El recuerdo se aferró a mí como un tentáculo pegajoso, una presencia opresiva que no me dejaba respirar. No era un espectro, ni una sombra, sino una imagen grabada a fuego en la retina de mi mente: aquel rostro. Un lienzo de piel surcado por grietas de dolor, una máscara distorsionada de furia y agonía.
En mis noches de insomnio, lo veía. No era un fantasma que se materializara, sino un espejismo de la memoria que se hacía real. Sus ojos, dos pozos de oscuridad, me devolvían una mirada de horror primordial, de un sufrimiento tan vasto que parecía abarcar el universo entero. La boca era un abismo desgarrado, un pozo de gritos ahogados del que brotaba una niebla carmesí que manchaba todo a su alrededor.
La gente me decía que era una pesadilla, un eco del pasado. Pero yo sabía que era más. Era la huella indeleble de un encuentro, una cicatriz que latía en la superficie de mi alma. Cada noche, me perseguía. El eco ensordecedor de su dolor resonaba en la quietud de mi habitación, y me retorcía en la cama, atado por un frío paralizante que emanaba de aquella visión abominable.

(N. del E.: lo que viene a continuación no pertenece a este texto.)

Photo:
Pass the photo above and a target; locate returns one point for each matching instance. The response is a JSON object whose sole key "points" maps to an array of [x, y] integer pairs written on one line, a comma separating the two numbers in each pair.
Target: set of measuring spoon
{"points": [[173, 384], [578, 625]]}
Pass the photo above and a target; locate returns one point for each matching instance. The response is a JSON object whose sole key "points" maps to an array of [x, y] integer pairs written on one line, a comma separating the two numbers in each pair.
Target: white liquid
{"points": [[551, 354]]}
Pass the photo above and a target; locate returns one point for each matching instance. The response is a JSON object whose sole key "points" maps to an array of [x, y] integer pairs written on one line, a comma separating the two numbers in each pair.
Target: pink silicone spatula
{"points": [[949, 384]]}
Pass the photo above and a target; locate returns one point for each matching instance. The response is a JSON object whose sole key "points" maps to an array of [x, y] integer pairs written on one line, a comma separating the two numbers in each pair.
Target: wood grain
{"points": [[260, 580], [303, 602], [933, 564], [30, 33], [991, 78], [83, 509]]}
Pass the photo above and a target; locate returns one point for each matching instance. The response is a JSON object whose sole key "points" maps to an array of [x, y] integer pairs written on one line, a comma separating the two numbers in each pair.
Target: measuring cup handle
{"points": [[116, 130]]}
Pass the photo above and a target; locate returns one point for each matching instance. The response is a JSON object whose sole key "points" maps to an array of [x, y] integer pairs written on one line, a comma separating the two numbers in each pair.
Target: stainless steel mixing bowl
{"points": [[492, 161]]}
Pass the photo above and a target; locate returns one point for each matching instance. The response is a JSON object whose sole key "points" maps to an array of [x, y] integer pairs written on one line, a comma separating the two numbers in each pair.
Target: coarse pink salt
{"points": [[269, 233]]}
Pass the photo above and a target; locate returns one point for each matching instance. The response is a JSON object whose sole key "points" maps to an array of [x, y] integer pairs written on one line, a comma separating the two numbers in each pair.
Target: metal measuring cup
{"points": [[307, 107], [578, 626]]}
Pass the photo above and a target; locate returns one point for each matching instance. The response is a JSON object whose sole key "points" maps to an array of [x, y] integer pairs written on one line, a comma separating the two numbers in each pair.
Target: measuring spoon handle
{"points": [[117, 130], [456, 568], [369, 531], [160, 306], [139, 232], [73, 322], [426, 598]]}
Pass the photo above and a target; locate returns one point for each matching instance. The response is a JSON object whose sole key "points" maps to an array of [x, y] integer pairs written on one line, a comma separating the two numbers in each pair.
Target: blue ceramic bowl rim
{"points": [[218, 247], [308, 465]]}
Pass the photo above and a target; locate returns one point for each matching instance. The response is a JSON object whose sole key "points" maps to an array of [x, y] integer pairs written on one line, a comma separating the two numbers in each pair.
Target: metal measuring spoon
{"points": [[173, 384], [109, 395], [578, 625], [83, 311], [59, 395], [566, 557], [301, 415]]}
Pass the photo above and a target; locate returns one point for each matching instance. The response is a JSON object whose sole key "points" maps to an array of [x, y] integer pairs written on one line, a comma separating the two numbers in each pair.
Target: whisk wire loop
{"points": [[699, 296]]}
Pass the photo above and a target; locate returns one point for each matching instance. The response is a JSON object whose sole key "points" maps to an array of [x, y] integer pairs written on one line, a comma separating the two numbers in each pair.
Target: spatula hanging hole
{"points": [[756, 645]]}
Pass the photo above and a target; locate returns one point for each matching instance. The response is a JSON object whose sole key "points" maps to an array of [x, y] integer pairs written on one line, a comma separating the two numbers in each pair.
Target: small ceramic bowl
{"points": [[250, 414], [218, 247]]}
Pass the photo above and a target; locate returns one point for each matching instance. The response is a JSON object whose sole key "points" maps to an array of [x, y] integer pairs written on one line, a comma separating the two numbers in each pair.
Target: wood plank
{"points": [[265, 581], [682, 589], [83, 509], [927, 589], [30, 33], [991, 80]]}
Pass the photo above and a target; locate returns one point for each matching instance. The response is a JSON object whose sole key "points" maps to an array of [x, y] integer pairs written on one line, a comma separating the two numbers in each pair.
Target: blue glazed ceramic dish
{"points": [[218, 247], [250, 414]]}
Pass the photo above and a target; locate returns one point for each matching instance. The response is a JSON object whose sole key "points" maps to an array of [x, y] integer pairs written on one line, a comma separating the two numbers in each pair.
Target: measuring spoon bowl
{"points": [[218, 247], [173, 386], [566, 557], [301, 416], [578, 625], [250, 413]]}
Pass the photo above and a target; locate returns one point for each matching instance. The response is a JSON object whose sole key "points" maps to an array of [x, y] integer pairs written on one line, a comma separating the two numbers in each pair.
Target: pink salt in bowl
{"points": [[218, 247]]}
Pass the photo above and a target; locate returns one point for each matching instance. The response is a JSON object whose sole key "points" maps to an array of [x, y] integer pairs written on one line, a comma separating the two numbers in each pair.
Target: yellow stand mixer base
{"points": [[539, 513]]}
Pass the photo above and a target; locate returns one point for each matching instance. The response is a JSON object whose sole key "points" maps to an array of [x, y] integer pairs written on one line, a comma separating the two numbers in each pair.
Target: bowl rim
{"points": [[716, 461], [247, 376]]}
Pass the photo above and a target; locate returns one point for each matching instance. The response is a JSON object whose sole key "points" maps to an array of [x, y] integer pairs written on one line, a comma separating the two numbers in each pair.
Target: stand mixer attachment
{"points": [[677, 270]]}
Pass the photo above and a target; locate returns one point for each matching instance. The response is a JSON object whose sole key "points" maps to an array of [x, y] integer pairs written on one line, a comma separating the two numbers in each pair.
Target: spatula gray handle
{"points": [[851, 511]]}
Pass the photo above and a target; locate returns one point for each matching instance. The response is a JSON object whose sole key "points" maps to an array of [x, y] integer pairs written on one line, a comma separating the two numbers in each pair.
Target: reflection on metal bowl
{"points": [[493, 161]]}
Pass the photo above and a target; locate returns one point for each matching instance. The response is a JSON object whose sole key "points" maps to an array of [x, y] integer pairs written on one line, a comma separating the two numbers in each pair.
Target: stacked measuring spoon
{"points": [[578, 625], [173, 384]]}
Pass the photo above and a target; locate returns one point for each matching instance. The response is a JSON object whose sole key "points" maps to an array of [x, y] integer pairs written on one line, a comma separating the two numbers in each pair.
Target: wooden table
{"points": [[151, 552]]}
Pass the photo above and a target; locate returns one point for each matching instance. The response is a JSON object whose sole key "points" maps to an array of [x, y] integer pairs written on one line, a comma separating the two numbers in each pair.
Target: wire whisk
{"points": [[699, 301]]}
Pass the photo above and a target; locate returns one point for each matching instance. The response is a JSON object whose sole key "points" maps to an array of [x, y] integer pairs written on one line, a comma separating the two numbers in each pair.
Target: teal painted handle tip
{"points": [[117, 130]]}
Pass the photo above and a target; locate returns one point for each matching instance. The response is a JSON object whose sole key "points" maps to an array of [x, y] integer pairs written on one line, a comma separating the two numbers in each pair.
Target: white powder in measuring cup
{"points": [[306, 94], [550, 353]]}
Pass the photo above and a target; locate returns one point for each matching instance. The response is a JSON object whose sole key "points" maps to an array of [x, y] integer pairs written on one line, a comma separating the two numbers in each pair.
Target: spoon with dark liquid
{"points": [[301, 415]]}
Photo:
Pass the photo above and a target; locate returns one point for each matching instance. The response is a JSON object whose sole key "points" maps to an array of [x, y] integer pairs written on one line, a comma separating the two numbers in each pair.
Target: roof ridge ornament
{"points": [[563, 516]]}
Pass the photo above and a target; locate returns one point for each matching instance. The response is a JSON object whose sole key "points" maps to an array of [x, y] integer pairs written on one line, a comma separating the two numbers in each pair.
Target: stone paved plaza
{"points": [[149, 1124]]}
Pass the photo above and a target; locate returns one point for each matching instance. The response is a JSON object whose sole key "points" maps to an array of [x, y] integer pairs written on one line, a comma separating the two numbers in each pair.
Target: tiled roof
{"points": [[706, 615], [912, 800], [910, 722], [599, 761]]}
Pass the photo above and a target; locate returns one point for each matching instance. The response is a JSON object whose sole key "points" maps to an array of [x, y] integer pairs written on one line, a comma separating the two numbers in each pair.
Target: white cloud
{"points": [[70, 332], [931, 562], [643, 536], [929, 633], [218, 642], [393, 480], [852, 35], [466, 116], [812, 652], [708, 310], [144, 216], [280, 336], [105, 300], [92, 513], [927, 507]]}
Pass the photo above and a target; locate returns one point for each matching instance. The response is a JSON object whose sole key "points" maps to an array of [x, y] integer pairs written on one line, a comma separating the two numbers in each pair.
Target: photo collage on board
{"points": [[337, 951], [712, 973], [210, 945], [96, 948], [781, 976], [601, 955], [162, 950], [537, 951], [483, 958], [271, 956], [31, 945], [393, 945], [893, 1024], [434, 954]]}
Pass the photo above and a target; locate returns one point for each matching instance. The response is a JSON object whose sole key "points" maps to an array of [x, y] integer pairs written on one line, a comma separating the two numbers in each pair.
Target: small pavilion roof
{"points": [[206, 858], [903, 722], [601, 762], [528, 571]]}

No había forma de escapar. El rostro estaba allí, un demonio personal que se alimentaba de mi cordura. Era la prueba viviente de que el horror no se encuentra en las tumbas ni en los monstruos de los cuentos, sino en la violencia del alma que se imprime en el rostro de quien la padece. Y esa imagen, aquella marca indeleble de terror, era un rostro que no olvidas.